A further challenge came in the form of the PDB format used for data files since the inception of the database — a format that worked well enough for the 80-character punch cards it was designed for, but isn’t able to represent complete structural data in machine-readable form. While an alternative format — mmCIF (Macromolecular Crystallographic Information File) — was easy to decide upon, reprocessing almost 30 years worth of PDB legacy data and reformatting it as mmCIF files wasn’t. Additionally, only a limited number of structural bioinformatics software packages are mmCIF-friendly, Bourne said, so widespread adoption of the new format could take awhile, even though the PDB is mmCIF-based internally.

 

Keeping Everybody Happy

 

Added to the list of challenges is the fact that the PDB must meet the needs of the two very different communities it serves — the X-ray crystallographers and NMR spectroscopists who deposit their structures and the biologists who use them. Depositors wanted a fast and accurate pipeline to make their structures public, users wanted an intuitive interface and fast querying capabilities, while the PDB staff wanted ease of maintenance, improved consistency, and all want better data quality.

Somewhat surprisingly, the multi-site approach to managing the PDB worked in the project’s favor as it took on these challenges. While each RCSB institution has its own role in the project — Rutgers handles incoming data processing, the SDSC is responsible for data distribution and querying, while NIST maintains the physical archive of paper and tapes and plays a role in data uniformity — they were able to communicate effectively with each other and with the depositor and user communities to ensure a smooth transition to the improved version of the site. The collaboratory approach is “unique in that it works,” quipped Helen Berman of Rutgers, director of the PDB. “You have to know when to do something together and when not to. Cleaning up the data and making the new database required the whole enterprise to move together.”

Berman said that one of the group’s main concerns for the PDB was speeding the process of getting the data in, validated, and out to the community. The average turnaround time for this process is now around two weeks, she said, down from around 120 days several years ago. The PDB has also made a number of software tools available through the www.pdb.org site, including CIFTr, a program that can translate files between mmCIF format and PDB format.

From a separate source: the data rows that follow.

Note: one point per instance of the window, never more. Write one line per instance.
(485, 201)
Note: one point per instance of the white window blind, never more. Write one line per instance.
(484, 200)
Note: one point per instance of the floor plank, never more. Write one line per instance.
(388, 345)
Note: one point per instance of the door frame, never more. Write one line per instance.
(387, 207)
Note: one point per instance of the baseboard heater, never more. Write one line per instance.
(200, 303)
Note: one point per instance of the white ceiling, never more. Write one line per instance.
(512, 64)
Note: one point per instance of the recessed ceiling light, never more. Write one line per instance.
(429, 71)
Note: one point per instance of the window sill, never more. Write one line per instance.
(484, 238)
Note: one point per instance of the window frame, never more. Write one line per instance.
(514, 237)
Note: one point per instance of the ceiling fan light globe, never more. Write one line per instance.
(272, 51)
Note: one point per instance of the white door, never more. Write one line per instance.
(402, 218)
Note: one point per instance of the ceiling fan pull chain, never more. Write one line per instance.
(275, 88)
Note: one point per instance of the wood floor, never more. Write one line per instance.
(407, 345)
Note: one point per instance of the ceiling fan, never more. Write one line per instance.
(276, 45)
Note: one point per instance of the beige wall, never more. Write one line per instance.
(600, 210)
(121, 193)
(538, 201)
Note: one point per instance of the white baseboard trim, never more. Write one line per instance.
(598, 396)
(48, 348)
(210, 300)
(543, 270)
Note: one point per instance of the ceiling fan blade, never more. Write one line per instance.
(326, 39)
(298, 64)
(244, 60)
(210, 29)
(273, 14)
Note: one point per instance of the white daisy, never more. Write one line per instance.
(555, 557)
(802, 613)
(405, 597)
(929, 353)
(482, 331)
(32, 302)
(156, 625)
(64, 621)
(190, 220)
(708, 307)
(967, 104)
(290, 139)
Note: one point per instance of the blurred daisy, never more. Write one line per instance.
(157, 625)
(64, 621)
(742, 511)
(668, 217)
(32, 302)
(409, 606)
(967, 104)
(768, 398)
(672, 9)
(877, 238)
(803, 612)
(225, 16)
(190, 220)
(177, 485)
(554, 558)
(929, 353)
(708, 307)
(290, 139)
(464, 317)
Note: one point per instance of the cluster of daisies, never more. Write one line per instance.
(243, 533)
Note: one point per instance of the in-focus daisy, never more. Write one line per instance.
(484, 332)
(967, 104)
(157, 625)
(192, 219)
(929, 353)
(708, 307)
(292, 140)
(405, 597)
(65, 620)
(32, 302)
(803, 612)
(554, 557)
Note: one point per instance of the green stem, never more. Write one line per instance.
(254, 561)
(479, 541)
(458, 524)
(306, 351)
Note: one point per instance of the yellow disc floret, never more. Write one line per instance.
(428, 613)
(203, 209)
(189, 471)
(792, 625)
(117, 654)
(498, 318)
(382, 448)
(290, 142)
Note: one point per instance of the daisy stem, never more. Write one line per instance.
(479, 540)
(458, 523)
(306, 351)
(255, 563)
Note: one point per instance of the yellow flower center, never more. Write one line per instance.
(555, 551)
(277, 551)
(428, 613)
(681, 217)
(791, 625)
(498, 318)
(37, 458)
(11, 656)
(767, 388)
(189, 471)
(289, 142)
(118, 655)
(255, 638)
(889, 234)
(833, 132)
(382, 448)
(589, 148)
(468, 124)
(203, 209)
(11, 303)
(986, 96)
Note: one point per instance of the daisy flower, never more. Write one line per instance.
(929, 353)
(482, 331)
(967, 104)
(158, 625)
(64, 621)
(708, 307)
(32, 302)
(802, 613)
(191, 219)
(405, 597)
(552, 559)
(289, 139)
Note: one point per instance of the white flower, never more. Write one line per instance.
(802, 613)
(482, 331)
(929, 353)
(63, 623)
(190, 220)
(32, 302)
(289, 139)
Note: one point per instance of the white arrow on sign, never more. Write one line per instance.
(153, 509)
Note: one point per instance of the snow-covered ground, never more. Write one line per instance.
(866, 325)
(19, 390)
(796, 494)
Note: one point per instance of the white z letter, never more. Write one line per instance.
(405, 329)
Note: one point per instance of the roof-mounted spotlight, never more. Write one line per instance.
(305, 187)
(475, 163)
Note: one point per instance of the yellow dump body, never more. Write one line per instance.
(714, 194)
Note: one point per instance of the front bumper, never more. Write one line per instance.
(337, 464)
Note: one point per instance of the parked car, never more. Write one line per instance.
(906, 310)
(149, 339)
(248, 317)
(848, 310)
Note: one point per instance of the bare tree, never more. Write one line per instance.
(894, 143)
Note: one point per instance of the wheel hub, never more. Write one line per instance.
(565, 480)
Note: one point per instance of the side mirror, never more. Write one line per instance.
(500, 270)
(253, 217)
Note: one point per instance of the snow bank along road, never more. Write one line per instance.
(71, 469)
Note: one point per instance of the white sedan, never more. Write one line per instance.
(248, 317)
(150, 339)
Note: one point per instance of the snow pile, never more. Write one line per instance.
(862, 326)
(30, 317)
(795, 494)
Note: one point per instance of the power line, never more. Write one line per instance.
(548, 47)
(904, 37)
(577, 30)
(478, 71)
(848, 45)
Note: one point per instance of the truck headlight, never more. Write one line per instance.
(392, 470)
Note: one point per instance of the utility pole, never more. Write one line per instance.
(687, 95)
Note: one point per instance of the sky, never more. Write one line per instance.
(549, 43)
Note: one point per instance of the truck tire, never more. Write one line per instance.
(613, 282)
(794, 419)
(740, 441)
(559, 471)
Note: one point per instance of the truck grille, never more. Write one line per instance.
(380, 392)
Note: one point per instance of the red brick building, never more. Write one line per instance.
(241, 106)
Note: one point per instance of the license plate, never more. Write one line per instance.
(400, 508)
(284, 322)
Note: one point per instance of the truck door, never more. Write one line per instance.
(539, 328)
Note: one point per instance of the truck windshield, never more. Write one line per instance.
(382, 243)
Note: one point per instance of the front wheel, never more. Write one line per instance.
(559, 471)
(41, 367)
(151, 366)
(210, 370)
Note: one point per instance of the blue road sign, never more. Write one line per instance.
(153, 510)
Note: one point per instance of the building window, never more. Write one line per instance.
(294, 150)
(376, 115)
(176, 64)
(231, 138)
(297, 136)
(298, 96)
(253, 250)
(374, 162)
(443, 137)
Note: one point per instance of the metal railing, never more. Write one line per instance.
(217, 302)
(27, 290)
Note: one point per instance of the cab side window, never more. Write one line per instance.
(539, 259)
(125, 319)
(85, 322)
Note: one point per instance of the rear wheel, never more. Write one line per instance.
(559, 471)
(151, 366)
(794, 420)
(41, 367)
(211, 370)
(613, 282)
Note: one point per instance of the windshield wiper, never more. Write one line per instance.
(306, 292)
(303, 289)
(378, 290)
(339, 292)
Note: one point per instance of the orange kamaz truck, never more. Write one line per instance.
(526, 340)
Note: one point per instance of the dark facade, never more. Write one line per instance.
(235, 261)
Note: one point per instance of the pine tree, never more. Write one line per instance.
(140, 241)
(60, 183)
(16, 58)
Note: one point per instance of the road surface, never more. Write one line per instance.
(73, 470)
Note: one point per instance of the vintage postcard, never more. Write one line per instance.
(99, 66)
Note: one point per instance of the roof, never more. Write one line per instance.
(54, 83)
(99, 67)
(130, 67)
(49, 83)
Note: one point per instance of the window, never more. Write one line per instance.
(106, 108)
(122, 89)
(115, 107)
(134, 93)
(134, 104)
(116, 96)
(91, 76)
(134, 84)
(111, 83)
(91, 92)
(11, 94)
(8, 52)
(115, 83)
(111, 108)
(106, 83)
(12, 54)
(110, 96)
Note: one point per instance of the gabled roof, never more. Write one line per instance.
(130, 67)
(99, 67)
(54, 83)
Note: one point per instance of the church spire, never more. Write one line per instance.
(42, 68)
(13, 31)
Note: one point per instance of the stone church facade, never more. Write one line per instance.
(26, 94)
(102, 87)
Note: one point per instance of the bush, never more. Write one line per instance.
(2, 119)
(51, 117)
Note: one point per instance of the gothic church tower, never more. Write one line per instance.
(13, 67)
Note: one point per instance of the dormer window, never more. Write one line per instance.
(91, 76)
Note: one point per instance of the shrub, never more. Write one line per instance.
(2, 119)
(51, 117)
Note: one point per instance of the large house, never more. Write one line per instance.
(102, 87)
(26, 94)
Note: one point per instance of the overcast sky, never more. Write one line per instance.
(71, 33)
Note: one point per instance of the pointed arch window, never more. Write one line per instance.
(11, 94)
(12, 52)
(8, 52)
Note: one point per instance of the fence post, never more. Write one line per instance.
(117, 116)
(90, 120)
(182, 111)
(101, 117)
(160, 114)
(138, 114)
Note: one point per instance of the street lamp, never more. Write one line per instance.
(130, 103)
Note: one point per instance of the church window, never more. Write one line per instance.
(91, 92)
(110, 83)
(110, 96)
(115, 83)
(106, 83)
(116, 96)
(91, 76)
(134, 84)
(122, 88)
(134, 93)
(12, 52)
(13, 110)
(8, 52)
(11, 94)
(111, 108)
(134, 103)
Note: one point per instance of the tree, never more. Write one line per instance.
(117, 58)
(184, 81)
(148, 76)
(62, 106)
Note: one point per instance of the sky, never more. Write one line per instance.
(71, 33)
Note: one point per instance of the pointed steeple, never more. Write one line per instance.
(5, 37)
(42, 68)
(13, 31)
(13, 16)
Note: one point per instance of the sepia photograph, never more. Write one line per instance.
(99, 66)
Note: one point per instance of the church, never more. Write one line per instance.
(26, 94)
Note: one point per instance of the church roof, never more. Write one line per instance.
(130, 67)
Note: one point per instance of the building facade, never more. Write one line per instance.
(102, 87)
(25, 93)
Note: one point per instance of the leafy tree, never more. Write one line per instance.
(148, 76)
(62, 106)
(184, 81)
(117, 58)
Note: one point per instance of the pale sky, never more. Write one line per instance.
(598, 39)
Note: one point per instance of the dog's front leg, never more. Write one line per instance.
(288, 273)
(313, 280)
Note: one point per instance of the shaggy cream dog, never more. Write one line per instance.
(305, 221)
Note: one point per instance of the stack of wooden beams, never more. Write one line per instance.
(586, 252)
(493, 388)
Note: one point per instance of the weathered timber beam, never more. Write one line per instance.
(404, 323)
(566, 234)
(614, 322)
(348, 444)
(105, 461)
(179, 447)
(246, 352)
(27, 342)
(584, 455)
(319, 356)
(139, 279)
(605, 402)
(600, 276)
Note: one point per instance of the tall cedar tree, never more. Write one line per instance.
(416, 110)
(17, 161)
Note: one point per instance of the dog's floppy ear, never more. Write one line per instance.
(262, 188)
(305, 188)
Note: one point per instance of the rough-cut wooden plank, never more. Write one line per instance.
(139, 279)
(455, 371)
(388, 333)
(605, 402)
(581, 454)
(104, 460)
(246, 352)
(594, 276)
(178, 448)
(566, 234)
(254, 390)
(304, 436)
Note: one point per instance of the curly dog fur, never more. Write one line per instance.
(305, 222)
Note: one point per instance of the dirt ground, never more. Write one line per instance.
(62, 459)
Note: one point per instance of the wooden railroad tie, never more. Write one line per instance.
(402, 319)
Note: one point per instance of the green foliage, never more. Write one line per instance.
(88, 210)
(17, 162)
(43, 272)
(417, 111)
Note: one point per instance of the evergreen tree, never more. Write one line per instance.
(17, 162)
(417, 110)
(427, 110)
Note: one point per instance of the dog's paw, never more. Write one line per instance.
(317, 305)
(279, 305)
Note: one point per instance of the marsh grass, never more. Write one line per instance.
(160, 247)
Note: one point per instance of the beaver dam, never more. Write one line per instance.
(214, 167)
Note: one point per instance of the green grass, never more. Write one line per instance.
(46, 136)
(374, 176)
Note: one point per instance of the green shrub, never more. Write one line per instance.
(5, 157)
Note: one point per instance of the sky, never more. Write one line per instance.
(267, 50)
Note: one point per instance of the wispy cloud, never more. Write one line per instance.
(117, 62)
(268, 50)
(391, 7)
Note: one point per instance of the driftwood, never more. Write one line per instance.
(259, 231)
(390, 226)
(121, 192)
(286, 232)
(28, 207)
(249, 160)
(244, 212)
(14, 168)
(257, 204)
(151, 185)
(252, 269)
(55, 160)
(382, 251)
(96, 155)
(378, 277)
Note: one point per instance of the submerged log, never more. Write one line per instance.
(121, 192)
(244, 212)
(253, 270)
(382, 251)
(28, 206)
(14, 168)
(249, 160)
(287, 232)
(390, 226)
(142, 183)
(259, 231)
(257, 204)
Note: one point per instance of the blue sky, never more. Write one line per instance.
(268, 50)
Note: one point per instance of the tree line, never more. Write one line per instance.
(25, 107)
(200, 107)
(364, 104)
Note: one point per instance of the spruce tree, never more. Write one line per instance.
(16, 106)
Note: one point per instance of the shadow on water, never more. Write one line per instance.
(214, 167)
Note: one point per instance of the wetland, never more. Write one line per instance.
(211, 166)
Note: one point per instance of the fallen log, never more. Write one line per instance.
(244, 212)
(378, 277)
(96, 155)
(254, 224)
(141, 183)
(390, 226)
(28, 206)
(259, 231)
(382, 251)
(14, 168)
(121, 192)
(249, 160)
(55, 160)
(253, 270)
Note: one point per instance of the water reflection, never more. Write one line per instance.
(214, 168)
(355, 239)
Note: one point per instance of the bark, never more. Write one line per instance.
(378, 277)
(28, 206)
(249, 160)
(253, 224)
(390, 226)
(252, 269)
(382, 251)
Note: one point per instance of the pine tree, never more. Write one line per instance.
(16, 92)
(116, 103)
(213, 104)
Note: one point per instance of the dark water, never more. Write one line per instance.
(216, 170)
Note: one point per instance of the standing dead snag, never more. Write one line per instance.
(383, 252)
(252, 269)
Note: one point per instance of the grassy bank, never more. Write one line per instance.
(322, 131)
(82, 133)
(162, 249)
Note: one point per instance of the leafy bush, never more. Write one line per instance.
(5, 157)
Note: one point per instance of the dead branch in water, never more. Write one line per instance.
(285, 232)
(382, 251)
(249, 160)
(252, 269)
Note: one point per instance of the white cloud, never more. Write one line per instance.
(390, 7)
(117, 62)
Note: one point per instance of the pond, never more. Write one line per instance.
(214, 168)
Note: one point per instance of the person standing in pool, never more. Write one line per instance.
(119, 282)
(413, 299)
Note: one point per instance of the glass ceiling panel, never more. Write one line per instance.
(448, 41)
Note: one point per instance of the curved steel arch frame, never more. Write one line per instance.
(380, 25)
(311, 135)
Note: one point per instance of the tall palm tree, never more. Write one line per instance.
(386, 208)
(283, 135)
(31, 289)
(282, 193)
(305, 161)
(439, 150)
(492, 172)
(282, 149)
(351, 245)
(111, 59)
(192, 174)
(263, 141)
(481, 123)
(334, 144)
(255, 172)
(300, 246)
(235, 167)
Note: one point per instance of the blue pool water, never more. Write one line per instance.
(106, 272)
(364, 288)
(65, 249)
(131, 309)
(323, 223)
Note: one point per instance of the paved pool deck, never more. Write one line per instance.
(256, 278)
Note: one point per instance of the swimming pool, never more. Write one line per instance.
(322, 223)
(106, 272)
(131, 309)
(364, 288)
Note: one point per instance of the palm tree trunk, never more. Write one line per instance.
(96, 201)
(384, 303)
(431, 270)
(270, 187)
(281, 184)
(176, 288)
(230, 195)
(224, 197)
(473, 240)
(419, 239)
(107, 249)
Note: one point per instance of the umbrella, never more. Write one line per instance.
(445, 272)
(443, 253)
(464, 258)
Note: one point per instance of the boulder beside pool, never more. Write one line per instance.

Berman said that the redesigned database and all the tools the RCSB is developing for the resource are built upon the mmCIF dictionary (http://deposit.rcsb.org/ mmcif), an ontology of crystallographic terms. The dictionary approach is expected to improve data unification within the PDB as well as help integrate PDB files with other data sources. With this goal in mind, Bourne said the PDB also plans to publish its API so other databases can interface with it.

 

Bracing for the Data Blitz

 

The move to mmCIF may appear premature in light of the fact that current software doesn’t mesh well with the format, but considering that the PDB’s current holdings of over 17,000 structures pales in comparison to the more than 30,000 structures — including some very complex ones like the ribosome — expected to come out of structural genomics research over the next few years, the move couldn’t come at a better time.

In addition, the project is already working on its next big improvement to handle the increase in data — automating the deposition pipeline so that journal publication and PDB publication occur simultaneously. “[Journal] publication is currently the rate-determining step in the process,” said Bourne. “Why not do both at the same time?” Berman said that the PDB is already working on the software for this stage of the project, which she expects to see online in some form by this time next year.

Also in the works are plans to improve the portability of the resource. The PDB is still too complicated for most organizations to install in house, Bourne said — a fact that limits its practical use for researchers hoping to compare their own structural data to PDB holdings.

In the meantime, however, the PDB staff continues to fine-tune the beta site based on user suggestions as it prepares for its proposed June alpha release, at which time, Bourne said, “we’ll begin the whole testing phase again.”